Metric Current 5Y Average Context
P/E (TTM) 47.2x ~60x Below historical
P/E (Forward) 30.2x ~45x Deeply discounted
P/S 3.3x ~8x Near all-time low
EV/EBITDA 25.7x ~40x Below historical
P/FCF 8.7x ~25x Extremely cheap
PEG 0.85 ~1.5 Undervalued

Intrinsic Value Estimate

DCF: 25% FCF CAGR years 1-5, 15% years 6-10, 4% terminal, 11% discount = $2,800-3,200/share

Earnings Power: 2026E EPS ~$55-60 at 35x P/E = $1,925-2,100/share

Relative: Cheapest high-growth large-cap platform globally = $2,200-2,600/share

Fair Value Range: $2,200 - $3,000 per share


VII. Entry Price Framework

Level Price Forward P/E Margin of Safety
Strong Buy $1,500 ~25x 35-50%
Accumulate $1,800 ~30x 18-35%
Fair Value $2,400 ~40x 0%
Overvalued $3,000+ ~50x+ Negative

At ~$1,855, MELI is in the Accumulate zone.


VIII. Catalysts

Positive

  1. Margin recovery as investment cycle moderates
  2. Brazil e-commerce penetration (only ~15% vs 30%+ in US/China)
  3. Fintech TAM: 200M+ unbanked/underbanked Latin Americans
  4. Advertising growth (67% YoY with AI-powered optimization)
  5. LatAm macro recovery driving consumer spending

Negative

  1. Credit quality deterioration in LatAm recession
  2. Intensified Shopee/Amazon competition in Brazil
  3. Currency crises in key markets

IX. Investment Thesis

MercadoLibre is the preeminent digital platform in Latin America, a region with 650M+ people, growing internet penetration, and massive underpenetration of both e-commerce (15% in Brazil vs 30%+ in developed markets) and financial services (50% of adults underbanked). The company's integrated ecosystem -- spanning marketplace, payments, lending, logistics, and advertising -- creates self-reinforcing flywheel effects that no competitor can replicate. Revenue has grown at a 52% CAGR over six years while free cash flow has exploded from $360M (2021) to $10.8B (2025). The current 26% drawdown reflects market frustration with near-term margin compression from deliberate growth investments -- precisely the short-term noise that creates long-term buying opportunities. At ~$1,855, the stock trades at 30x forward earnings and 8.7x FCF, the cheapest valuations in recent history.
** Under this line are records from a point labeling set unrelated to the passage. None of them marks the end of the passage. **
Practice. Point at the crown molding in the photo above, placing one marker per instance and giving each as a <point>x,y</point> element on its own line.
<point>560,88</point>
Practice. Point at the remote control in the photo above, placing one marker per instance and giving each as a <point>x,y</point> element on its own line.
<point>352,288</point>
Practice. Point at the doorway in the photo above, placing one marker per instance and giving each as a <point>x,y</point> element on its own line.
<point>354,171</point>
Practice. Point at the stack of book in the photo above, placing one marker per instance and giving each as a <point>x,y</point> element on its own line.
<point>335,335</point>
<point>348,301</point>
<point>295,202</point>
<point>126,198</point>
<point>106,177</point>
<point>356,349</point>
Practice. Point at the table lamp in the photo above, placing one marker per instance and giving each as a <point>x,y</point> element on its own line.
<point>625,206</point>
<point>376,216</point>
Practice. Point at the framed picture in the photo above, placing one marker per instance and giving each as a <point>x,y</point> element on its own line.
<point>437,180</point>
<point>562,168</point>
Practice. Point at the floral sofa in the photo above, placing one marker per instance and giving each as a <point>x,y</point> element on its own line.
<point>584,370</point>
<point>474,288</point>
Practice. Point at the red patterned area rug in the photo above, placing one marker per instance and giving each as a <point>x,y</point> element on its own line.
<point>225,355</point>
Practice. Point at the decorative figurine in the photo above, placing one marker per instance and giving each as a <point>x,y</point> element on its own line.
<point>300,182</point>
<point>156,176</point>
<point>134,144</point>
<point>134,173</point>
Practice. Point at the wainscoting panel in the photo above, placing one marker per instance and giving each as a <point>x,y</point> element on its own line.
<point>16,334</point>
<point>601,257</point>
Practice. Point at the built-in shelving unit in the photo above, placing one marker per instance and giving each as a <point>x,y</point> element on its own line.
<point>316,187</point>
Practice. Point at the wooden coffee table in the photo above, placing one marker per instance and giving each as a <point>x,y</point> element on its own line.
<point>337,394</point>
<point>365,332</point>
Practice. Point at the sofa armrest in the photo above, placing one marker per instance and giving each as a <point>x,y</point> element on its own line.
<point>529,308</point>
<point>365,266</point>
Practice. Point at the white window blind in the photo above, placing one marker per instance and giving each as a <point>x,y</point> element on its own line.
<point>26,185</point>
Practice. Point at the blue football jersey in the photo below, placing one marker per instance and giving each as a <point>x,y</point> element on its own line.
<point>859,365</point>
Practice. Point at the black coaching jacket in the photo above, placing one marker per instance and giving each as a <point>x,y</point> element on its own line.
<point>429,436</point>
With founder Marcos Galperin at the helm with $6.9B of personal wealth invested, interests are deeply aligned.


X. Verdict

Recommendation: ACCUMULATE

  • Current Price: ~$1,855
  • Strong Buy: $1,500
  • Accumulate: $1,800
  • Fair Value: $2,200-3,000
  • Target Allocation: 3-5% of portfolio
  • Timeframe: 5-10 year hold

Analysis based on: AlphaVantage financial data, Q3 and Q4 2025 earnings call transcripts, company overview data, and public news sources. No analyst reports or price targets used as inputs.